Tuesday, March 26th 2024

by raxo

Ordinary day-to-day, almost mundane scenarios come to life under the unique perspective offered by Brooklyn-based illustrator Katie Scarlett Griffin. Her reimagination of common settings like dining rooms and kitchens, mixed with not-so-conventional settings like swimming pools and tennis courts, capture everyday scenes that happen to be filled with vibrant colors, which makes it hard for our eyes to not stop and stare at her work.

What make Katie's pieces stand out, other than the colores, it's her personal touch

"What make Katie's pieces stand out, other than the colores, it's her personal touch"

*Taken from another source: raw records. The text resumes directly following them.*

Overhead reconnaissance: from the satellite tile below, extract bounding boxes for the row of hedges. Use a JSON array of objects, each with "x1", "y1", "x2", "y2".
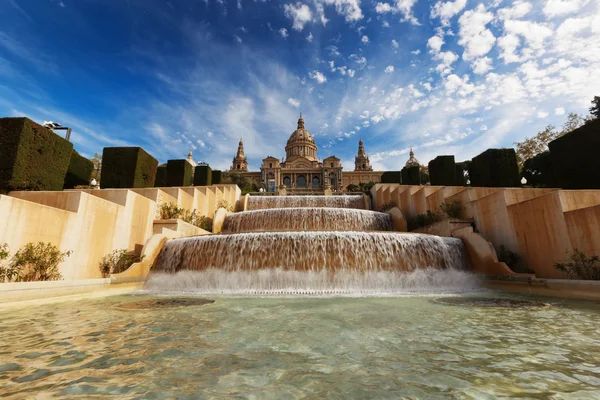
[
  {"x1": 468, "y1": 149, "x2": 520, "y2": 187},
  {"x1": 0, "y1": 117, "x2": 73, "y2": 192},
  {"x1": 101, "y1": 147, "x2": 158, "y2": 189},
  {"x1": 63, "y1": 151, "x2": 94, "y2": 189}
]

What makes Katie’s pieces stand out, other than the colors, it’s her personal touch, which gives it a sense of intimacy and familiarity, as she incorporates elements from her own home into her illustrations, such as plants, furniture and other decorative elements. She also encourages curiosity, so each piece is filled with a great amount of details and hidden elements for the spectator to find and admire as they take deeper and deeper looks into her Instagram posts.

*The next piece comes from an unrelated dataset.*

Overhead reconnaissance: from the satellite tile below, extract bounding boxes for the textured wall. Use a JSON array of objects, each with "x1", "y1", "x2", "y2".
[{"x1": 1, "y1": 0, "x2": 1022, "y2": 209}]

Katie’s artistic journey started when she was pretty young, as she herself told Voyage ATL: “From a young age, I took an interest in art and by the time I was in high school, I knew I wanted to have a creative career. I had the same studio art teacher, David Boyd, all four years of high school and he is a huge part of the reason I came to enjoy art so much, his classes were always fun and encouraged creativity. Later in high school, I took a graphic design course with my teacher, Meredith Wilson. I learned more about how art can be applied in the “real world” and I really started leaning into making logos and branding. After working on a poster, t-shirt and flyer for a film festival that my high school put on, I quickly decided that graphic design was what I wanted to do more”. When the 2020 pandemic hit, Katie was almost a year into her career after studying graphic design at Georgia Southern University. Her newfound free time allowed her to be creative and she started to play with animation after she bought an iPad Pro and next thing she knew, she managed to build a digital community of followers who happen to love her distinctive style and aesthetic.

But of course, she also acknowledges that struggles are an inherent part of the artistic route she is pursuing: “I think the toughest part of starting my career was when I got my first design job and quickly realized I had to work within restrictions. Many clients would turn my work into something I didn’t recognize as my own anymore. I think adjusting to the 9-5 schedule was also a challenge in itself, especially when I had to commute to work 5 days a week. When I got off work I didn’t really have the drive to create anything that was just for me. It took me a while, but eventually I was able to re-energize and start creating outside of work, and that’s how my art style was born. That being said, I am lucky to work with an agency that gets a diverse range of clients and a boss that is supportive of my freelance career! Another struggle I have that I’d like to bring up (and I think many newer artists may relate to) is the pressure to post consistently on social media channels, especially in the form of short videos (reels, TikTok, etc). While I’m open to getting more into videos, I’m at a place right now where I’m trying to focus solely on the work itself and not so much “content creation.” I always feel like I should be trying harder and doing more”. We can’t wait to see what she’s doing next, based on the amazing things she’s been showcasing in recent years.